Before hip-hop was overrun by platinum jewelry, rappers trying to sing and pop stars sinking the genre to new depths (thanks, Justin), there was Illmatic, Nas’s debut album. Released in 1994, the record became an instant classic and showcased the MC’s unparalleled storytelling. Nas refined that style on last year’s Stillmatic, and Tapes sounds as though it could have been the second disc in a set.
Tapes is Nas at his best, spitting lyrics containing vivid details and involved allusions over beats that are gritty and yell “street” not “sales.” While some rappers like Jay-Z have indicted Nas for being fake, that accusation seems baseless after hearing street scenes lucidly relayed with great detail and harrowing anecdotes on tracks like “U Gotta Love It,” “No Idea’s Original” and “Purple.” The bleak subject matter addressed in these songs – selling drugs, struggling to avoid death, confronting a world with limited opportunities – works in concert with threadbare beats – often a simple piano melody over drums and a baseline – to force the listener to pay close attention to Nas’s lyrics. And that is when the album’s enduring emotion – loneliness – becomes strikingly apparent.
The album opens with “Doo Rag,” a verbal stroll down memory lane in which Nas fondly remembers a childhood of Stacey Lattisaw tapes, basketball and his introduction to the drug culture of the streets. On “My Way,” the MC openly hints at his solitude, saying, “Though I still feel broke with millions in the bank … Niggas is wolves coming if you ruthless or not.” He sounds dissatisfied and alone. This palpable sense is strongly reinforced by nostalgic remembrances in “Nothing Lasts Forever” and “Fetus.”
Despite the ease with which one can find the themes of this work – the loneliness, the solemnity – the album is not repetitive, sonically or lyrically. Working with accomplished producers like Tone and Poke, the Alchemists and Rockwilder, Nas dishes over a series of beats that complement both his content and style. They are indeed sparse, but those interested in something else should check out the Clipse.
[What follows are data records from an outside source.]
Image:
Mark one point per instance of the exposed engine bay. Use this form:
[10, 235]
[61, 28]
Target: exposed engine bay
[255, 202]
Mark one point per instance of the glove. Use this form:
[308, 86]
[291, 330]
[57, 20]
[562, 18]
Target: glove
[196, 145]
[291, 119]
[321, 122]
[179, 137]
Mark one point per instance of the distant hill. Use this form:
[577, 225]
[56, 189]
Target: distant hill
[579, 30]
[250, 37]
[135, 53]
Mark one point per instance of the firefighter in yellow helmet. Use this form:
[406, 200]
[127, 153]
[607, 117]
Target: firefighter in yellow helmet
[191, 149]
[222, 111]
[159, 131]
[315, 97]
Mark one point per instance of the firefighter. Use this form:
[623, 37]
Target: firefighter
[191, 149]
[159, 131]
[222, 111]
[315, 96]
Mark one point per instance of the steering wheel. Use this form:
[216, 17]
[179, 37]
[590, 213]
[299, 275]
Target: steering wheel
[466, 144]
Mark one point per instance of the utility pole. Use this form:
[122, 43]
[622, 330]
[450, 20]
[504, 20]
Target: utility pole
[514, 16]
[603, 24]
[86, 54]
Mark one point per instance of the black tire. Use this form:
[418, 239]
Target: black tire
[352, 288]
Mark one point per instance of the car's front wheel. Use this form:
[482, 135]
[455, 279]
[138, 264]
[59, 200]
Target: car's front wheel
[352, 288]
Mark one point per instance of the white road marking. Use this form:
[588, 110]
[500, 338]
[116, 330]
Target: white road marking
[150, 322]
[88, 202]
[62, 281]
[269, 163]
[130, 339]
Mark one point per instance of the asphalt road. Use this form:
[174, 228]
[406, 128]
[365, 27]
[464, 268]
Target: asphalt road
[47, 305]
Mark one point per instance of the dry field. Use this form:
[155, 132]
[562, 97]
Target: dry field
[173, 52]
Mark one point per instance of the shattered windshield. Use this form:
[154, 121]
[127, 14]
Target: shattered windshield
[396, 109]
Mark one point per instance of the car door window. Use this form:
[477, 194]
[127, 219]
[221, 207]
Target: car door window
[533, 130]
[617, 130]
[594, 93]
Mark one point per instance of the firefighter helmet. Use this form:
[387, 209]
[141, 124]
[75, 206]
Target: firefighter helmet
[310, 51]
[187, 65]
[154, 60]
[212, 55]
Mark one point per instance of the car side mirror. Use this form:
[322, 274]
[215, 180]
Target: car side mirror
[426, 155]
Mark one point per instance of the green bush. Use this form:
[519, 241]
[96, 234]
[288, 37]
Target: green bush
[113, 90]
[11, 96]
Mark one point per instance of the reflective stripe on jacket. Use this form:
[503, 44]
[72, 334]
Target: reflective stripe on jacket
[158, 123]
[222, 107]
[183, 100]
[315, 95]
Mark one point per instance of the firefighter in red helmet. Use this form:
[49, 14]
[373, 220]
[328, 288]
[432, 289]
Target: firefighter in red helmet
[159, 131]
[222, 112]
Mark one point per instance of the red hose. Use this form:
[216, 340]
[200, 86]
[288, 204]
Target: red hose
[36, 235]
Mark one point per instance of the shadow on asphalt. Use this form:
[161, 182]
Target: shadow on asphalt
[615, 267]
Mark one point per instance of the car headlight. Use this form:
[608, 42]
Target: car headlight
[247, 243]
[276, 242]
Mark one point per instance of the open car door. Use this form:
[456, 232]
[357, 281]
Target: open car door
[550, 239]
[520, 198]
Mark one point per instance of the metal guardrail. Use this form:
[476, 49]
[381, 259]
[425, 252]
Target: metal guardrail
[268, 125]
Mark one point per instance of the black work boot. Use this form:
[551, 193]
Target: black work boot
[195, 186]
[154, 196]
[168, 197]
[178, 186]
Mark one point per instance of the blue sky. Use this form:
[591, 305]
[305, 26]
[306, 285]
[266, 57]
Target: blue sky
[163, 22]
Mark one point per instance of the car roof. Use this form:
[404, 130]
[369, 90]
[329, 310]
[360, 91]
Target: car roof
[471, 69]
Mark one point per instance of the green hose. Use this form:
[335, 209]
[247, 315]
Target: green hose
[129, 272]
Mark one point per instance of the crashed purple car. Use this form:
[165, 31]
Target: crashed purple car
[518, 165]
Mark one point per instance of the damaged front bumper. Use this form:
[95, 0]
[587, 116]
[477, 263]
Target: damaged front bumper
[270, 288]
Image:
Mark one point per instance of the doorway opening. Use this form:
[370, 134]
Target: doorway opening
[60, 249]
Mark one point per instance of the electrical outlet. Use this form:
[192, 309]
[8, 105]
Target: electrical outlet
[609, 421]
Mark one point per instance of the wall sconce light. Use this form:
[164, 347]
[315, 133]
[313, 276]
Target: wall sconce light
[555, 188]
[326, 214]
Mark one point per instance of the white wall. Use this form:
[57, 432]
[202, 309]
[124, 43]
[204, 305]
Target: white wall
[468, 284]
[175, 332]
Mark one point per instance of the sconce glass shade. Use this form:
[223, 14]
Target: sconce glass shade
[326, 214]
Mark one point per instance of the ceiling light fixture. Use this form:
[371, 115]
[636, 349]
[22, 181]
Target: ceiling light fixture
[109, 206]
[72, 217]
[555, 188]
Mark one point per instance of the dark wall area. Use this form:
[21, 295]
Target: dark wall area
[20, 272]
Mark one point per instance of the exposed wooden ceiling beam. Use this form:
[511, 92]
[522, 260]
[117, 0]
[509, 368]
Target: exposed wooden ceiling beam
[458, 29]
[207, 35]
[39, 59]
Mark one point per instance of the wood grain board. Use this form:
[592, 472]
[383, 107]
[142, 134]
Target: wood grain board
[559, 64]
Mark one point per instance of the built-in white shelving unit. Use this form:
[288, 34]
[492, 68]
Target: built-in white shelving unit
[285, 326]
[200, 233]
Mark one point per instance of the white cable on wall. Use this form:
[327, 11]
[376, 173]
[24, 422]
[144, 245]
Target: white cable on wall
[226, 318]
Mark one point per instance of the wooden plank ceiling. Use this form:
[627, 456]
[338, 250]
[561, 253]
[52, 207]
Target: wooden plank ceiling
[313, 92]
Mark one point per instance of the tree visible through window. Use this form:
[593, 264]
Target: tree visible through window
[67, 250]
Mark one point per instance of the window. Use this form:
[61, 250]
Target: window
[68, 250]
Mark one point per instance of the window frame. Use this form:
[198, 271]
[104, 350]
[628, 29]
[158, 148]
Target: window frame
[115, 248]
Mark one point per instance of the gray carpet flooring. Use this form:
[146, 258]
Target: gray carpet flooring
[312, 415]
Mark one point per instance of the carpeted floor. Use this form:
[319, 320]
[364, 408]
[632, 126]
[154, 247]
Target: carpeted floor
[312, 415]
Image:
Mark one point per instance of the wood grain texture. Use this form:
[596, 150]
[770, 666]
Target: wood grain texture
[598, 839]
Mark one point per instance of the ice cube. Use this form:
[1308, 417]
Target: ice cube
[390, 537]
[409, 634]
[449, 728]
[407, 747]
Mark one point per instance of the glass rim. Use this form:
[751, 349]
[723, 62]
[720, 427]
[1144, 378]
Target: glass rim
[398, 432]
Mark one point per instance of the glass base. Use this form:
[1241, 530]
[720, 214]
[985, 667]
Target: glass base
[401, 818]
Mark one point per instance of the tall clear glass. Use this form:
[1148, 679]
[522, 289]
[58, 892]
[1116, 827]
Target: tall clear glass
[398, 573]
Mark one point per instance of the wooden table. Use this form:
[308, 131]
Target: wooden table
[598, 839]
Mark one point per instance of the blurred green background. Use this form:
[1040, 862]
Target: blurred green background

Additionally, long time Nas fans will delight in the lyrical brilliance of “Blaze a 50” and “Fetus”, the former reminiscent of Stillmatic’s “Rewind” and the latter of It Was Written’s “I Gave You Power.”
Nas’ career has been mercurial, and while no one has ever doubted his verbal talents, he only recently reclaimed his place among hip-hop’s elite. On the heels of the excellent Stillmatic, the fantastic Tapes is the closest to consistent that Nas has ever been. Having plateaued at the top, the inconsistent Nasir Jones is dead.